A Batch Slurm is a file that describes a request for allocation of resources for running a process (Job). It includes two parts:

  • Job parameters via SBATCH options written under form of Shell comments (Bash, ...). These options allow to specify the requested resources (CPUs, RAM, time...), the name of the Job, the location of the output file, the email address for notifications...

  • processing (shell script).

A Job Slurm can be structured to be instantiated in large numbers (Arrays), be split into steps (Steps) and can run one or several Task(s).

Jobs

A Job is an allocation of resources (CPUs, RAM, time...) reserved for the execution of a specific process.

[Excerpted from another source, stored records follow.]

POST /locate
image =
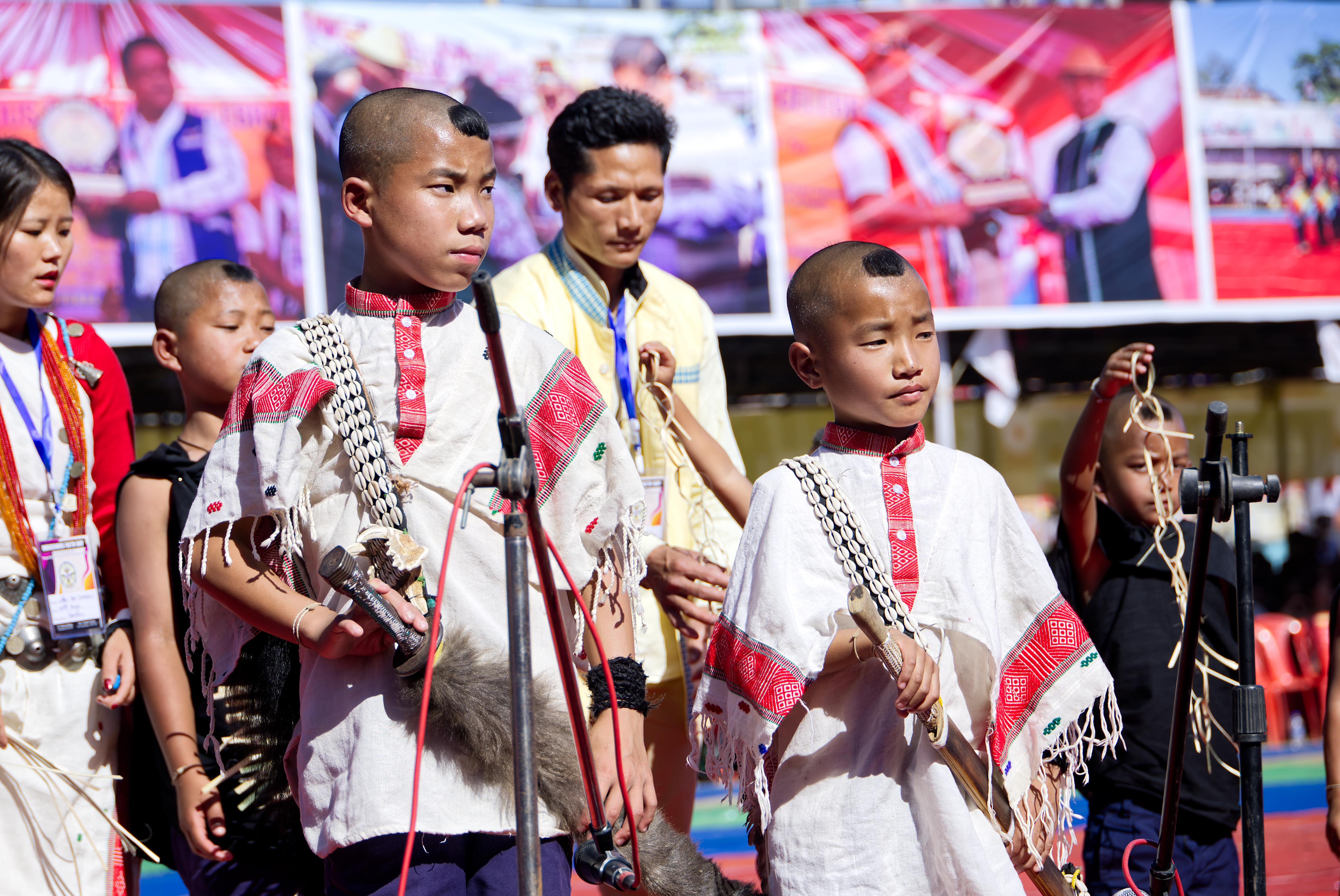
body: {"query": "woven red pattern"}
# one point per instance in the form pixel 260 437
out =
pixel 754 672
pixel 1051 646
pixel 264 396
pixel 412 420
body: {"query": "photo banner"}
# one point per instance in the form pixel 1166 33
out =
pixel 180 147
pixel 1269 113
pixel 521 69
pixel 1020 158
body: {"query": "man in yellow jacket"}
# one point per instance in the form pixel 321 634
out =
pixel 588 289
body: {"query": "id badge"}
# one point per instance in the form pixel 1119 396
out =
pixel 70 587
pixel 655 495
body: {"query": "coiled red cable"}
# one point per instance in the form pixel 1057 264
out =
pixel 1126 867
pixel 428 683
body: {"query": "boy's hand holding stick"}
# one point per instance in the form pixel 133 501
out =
pixel 962 760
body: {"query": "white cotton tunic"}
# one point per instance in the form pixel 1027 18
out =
pixel 53 842
pixel 352 761
pixel 859 801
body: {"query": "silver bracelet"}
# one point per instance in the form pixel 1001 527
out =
pixel 298 621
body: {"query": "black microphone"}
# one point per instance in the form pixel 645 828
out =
pixel 484 302
pixel 344 575
pixel 597 862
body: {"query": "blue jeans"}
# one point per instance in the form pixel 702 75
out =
pixel 208 878
pixel 1207 868
pixel 460 866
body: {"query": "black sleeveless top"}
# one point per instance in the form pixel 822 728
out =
pixel 258 706
pixel 1135 624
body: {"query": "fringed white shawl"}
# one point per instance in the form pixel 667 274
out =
pixel 279 456
pixel 851 779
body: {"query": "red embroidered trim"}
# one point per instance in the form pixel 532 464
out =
pixel 755 672
pixel 562 413
pixel 1051 646
pixel 902 534
pixel 264 396
pixel 843 438
pixel 409 390
pixel 374 305
pixel 898 500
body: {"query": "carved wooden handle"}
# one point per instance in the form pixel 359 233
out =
pixel 959 753
pixel 872 624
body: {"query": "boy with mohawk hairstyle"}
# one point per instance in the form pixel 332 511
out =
pixel 828 760
pixel 294 476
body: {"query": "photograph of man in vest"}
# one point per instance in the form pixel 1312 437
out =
pixel 1101 193
pixel 184 175
pixel 589 290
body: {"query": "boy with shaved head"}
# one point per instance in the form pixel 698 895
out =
pixel 361 425
pixel 242 836
pixel 830 760
pixel 1107 567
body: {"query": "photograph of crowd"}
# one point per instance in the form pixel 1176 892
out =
pixel 1015 156
pixel 1269 93
pixel 703 69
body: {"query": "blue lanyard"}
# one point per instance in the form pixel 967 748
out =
pixel 620 325
pixel 41 438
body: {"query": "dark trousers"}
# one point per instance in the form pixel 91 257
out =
pixel 210 878
pixel 1208 863
pixel 460 866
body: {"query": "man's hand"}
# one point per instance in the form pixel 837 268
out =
pixel 675 577
pixel 357 634
pixel 665 364
pixel 140 201
pixel 920 681
pixel 1117 371
pixel 637 773
pixel 200 816
pixel 119 662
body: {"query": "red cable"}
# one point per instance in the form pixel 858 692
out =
pixel 1126 867
pixel 428 672
pixel 614 709
pixel 428 685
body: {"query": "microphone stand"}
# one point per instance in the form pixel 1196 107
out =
pixel 1213 492
pixel 515 479
pixel 1248 697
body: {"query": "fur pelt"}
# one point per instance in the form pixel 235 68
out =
pixel 470 716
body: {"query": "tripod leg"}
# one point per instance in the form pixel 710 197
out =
pixel 523 704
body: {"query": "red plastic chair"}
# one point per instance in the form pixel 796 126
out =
pixel 1280 673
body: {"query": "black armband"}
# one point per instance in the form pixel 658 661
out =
pixel 630 686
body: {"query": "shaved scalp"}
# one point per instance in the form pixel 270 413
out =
pixel 186 290
pixel 1113 434
pixel 815 291
pixel 381 130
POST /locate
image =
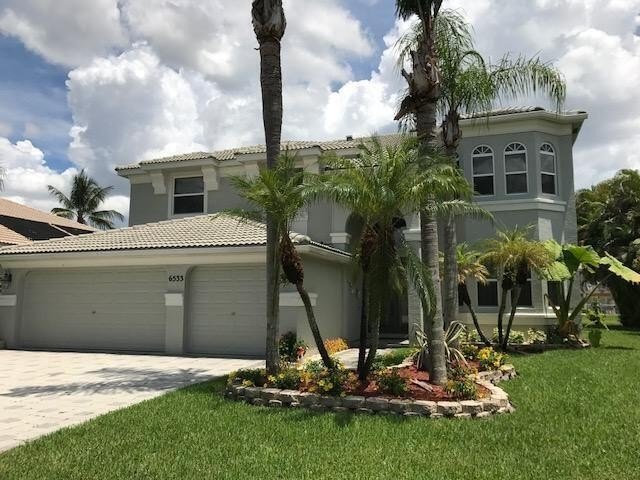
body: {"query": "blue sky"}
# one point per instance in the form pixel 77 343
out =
pixel 100 83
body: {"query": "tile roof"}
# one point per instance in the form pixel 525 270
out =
pixel 9 237
pixel 215 230
pixel 17 210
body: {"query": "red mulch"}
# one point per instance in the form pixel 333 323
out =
pixel 435 392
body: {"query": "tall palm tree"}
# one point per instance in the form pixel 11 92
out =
pixel 514 256
pixel 84 202
pixel 423 83
pixel 470 84
pixel 382 185
pixel 469 267
pixel 279 192
pixel 269 25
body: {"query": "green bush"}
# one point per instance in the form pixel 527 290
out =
pixel 251 377
pixel 465 389
pixel 288 379
pixel 289 347
pixel 391 383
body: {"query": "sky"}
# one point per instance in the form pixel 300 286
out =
pixel 97 84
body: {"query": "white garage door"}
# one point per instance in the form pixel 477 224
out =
pixel 227 311
pixel 101 309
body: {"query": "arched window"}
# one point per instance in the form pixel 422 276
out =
pixel 515 168
pixel 548 169
pixel 482 164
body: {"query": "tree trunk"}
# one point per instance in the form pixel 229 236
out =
pixel 515 298
pixel 434 325
pixel 313 325
pixel 271 83
pixel 464 295
pixel 501 310
pixel 364 328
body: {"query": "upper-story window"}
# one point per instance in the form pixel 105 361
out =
pixel 548 169
pixel 188 195
pixel 515 168
pixel 482 164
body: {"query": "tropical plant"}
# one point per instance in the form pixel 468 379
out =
pixel 453 353
pixel 269 25
pixel 469 84
pixel 83 203
pixel 383 184
pixel 469 267
pixel 279 194
pixel 609 221
pixel 423 84
pixel 569 265
pixel 514 256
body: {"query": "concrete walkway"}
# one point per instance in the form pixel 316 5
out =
pixel 41 392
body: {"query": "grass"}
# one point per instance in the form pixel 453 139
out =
pixel 578 416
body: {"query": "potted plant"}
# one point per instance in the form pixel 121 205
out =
pixel 594 317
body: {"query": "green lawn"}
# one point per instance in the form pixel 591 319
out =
pixel 578 417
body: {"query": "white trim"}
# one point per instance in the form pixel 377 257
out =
pixel 517 148
pixel 292 299
pixel 476 154
pixel 159 183
pixel 546 204
pixel 174 299
pixel 8 300
pixel 171 195
pixel 340 238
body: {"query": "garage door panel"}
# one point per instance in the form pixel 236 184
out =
pixel 226 311
pixel 105 309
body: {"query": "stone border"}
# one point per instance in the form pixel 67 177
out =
pixel 497 403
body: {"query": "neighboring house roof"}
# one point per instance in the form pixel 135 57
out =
pixel 21 224
pixel 325 146
pixel 216 230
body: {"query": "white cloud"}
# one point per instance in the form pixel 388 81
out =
pixel 26 175
pixel 68 33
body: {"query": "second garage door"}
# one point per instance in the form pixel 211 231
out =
pixel 119 309
pixel 226 308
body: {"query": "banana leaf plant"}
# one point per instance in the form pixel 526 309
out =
pixel 570 262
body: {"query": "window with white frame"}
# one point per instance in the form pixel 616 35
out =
pixel 548 169
pixel 188 195
pixel 483 173
pixel 515 168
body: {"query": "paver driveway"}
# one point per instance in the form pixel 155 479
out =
pixel 43 391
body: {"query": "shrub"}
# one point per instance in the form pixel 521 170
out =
pixel 290 348
pixel 489 359
pixel 288 379
pixel 255 377
pixel 536 336
pixel 515 337
pixel 391 383
pixel 465 389
pixel 460 371
pixel 335 345
pixel 318 379
pixel 469 351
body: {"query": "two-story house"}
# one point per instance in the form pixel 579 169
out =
pixel 182 279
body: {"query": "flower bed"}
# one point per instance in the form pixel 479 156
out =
pixel 493 400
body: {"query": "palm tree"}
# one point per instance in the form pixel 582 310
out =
pixel 269 25
pixel 470 84
pixel 420 103
pixel 381 186
pixel 84 201
pixel 278 193
pixel 470 267
pixel 514 256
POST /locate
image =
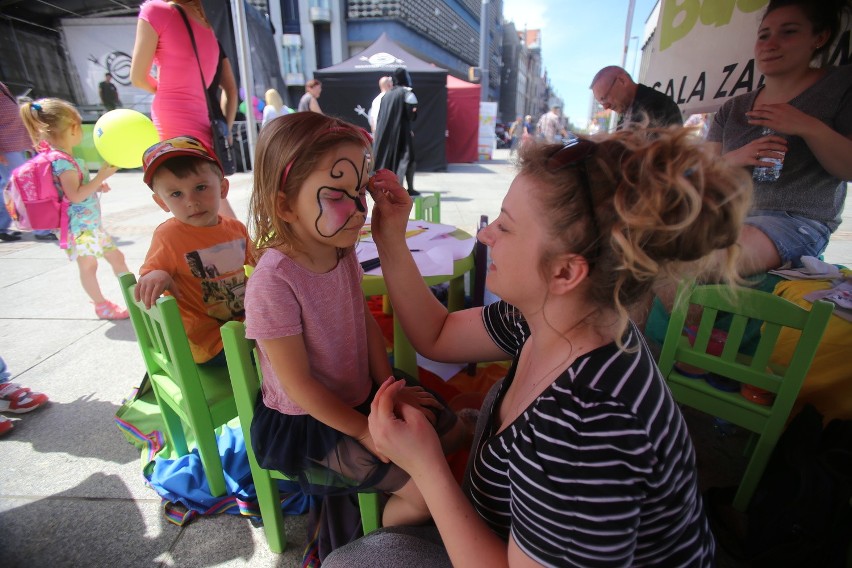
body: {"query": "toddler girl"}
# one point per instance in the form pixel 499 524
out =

  • The allocation is defined in the Batch in number of Tasks (ntasks) multiplied by the number of CPUs per Task (cpus-per-task) and corresponds to maximum resources usable in parallel

  • The script creates one or more Job Steps and manages the distribution Tasks on Compute nodes.

Job Steps

A Job Step represents a step or section of the processing performed by the Job. It executes one or more Tasks via the "srun" command. This division into Job Steps offers great flexibility in the organization of the stages of the Job and the management and analysis of allocated resources:

  • the Steps can be executed sequentially or in parallel,

  • a Step can initiate one or more Tasks executed in parallel,

  • Steps are supported by sstat/sacct commands, allowing both Step-by-Step progress monitoring of the Job during execution, and detailed resource usage statistics for each Step (during and after execution).

Tasks

A Task is a process to which the defined resources are allocated in the Batch by the "--cpus-per-task" option. A Task can have these resources like any process (creation of threads, sub-processes possibly themselves multi-threaded).

This is the Job's resource allocation unit. Unused CPUs by a Task will be "lost", not usable by any other Task or Step. If the Task creates more processes/threads than allocated CPUs, these threads will share the allowance.

Partition

A Partition is a logical grouping of compute nodes. The ANITI computing cluster is split into two distinct partitions: “CPU-Nodes” and “GPU-Nodes”, each composed of nodes of different dimension calculation. This separation makes it possible to specialize and optimize each partition for a particular type of jobs.